Na década de 1960, morei quase um ano numa república, com mais vinte e dois companheiros. À época, trabalhávamos no Banco do Brasil, na cidade de Ceres, em Goiás. Éramos quarenta e um funcionários e apenas dois, da cidade.
Nós, os forasteiros, vivíamos espalhados pelos dois hotéis e pelas pensões existentes na cidade, até que alguém mais esperto alugou um casarão e foi sublocando vagas: conjunto de dois, de três e até de quatro lugares, dependendo do tamanho do quarto. O locatário estabeleceu regras rígidas para os integrantes da pequena comunidade, vivia de graça e, segundo as más línguas, ganhava mais dinheiro com o empreendimento do que no trabalho regular no banco.
A vida ali numa via que de avenida só tinha o nome, era muito difícil, mas significava economia grande, haja vista o preço das acomodações em hotel e pensão. E a convivência ali com pares tão díspares me ensinou coisas importantes.
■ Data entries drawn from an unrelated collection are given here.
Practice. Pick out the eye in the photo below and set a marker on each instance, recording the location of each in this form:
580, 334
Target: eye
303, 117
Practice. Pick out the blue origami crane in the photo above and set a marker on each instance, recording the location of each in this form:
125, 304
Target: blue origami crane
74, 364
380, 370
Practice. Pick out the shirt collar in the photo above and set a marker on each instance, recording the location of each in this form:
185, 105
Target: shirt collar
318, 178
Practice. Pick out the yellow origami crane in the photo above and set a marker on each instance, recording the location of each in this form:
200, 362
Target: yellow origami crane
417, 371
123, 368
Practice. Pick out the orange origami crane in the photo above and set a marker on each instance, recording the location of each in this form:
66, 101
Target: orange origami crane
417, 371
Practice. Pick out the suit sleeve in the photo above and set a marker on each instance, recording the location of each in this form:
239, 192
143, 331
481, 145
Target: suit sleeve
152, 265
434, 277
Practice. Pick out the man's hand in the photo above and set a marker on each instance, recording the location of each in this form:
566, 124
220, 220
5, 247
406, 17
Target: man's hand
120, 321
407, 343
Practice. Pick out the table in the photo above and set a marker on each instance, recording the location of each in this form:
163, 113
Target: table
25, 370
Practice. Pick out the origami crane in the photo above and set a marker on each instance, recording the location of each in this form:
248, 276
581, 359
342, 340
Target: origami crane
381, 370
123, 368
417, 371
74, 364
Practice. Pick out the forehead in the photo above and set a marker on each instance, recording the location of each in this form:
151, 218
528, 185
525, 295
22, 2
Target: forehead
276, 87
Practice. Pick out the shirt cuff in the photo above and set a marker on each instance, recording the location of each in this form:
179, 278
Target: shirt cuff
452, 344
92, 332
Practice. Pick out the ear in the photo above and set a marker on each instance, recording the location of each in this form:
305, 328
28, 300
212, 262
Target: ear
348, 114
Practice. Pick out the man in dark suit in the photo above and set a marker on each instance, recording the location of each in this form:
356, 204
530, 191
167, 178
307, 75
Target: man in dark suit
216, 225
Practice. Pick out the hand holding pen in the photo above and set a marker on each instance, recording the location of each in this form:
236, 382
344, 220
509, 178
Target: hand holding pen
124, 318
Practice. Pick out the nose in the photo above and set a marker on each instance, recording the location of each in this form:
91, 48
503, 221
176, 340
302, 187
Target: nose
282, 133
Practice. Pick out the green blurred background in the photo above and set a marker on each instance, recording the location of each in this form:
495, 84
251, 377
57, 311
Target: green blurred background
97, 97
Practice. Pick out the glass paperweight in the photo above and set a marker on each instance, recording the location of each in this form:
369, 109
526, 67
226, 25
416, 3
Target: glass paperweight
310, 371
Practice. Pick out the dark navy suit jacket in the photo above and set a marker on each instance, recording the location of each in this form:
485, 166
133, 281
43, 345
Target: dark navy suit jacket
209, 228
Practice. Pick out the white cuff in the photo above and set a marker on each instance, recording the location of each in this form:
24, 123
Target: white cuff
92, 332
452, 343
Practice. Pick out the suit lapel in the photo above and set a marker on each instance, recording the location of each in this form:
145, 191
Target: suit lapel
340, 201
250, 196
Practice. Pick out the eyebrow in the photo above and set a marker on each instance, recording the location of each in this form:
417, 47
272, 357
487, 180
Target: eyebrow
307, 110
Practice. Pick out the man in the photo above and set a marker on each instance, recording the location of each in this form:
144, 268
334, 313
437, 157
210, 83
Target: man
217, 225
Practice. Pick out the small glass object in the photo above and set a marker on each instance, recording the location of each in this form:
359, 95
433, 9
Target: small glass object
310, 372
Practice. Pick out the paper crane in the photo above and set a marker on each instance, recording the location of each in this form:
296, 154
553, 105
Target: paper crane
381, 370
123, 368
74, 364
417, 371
Aprendi, por exemplo, que para alguns democracia é um conjunto de leis a que os bobos e os mais fracos devem se submeter sem contestar.
As leis eram muitas e diziam - visavam a uma salutar convivência interna e com a vizinhança. Com os confrontantes nunca houve muitos conflitos, pois, afinal, os vizinhos eram pessoas humildes, quase todas clientes do banco onde trabalhávamos. Internamente, porém, nunca os objetivos de uma convivência tranqüila foram alcançados, sobretudo nos finais de semana. A maioria dos colegas ia a bailes, chegava embriagada, acordava todo mundo, quebrava coisas, queria bater nos sonolentos sóbrios. O restante da madrugada estava perdido, já não se conseguia dormir.
Aquilo era uma loucura.
O colega de quarto me acalmava:
– Liga não, república é assim mesmo, todo mundo tem seus direitos... Democracia é assim mesmo...
Na república havia de tudo, talvez até algum equilibrado que não identifiquei. Alguns poucos liam muito. Eu li muito, emprestando livro em todos os quartos. Todos os gostos moravam ali. Li os romances de José de Alencar, li o Novo Testamento, li A Carne, li O Cortiço, li o primeiro volume de A Nova Floresta, li uns cinqüenta livros de sacanagem, ilustrados a bico de pena, afora revistas como Visão e Capricho que chegavam com semanas de atraso.
Li a Utopia, de Thomas Morus.
Esse livro plantou em mim o sonho da justiça social e a utopia do socialismo.
Um dia, muitos anos depois, saí gritando em esquinas e ruas, pregando em praças estradas antigas, porém novas para meu jovem coração visionário. Acreditei, jurei fidelidade, fiz púlpito do caixote vazio, da carroceria do caminhão alugado, gritei em microfones a certeza da chegada de um novo dia para quantos viviam à sombra e à margem.
Muitas pessoas ouviram a minha voz e algumas acreditaram.
Impossibilitada a minha voz de retornar às esquinas e às ruas, empunho a mesma caneta de sempre, vou dizendo ao mundo que continuo a acreditar na chegada da aurora.
Anima meu caminhar a crença de que, quando ela chegar, o sol aquecerá o pão e ele será repartido entre todos os homens.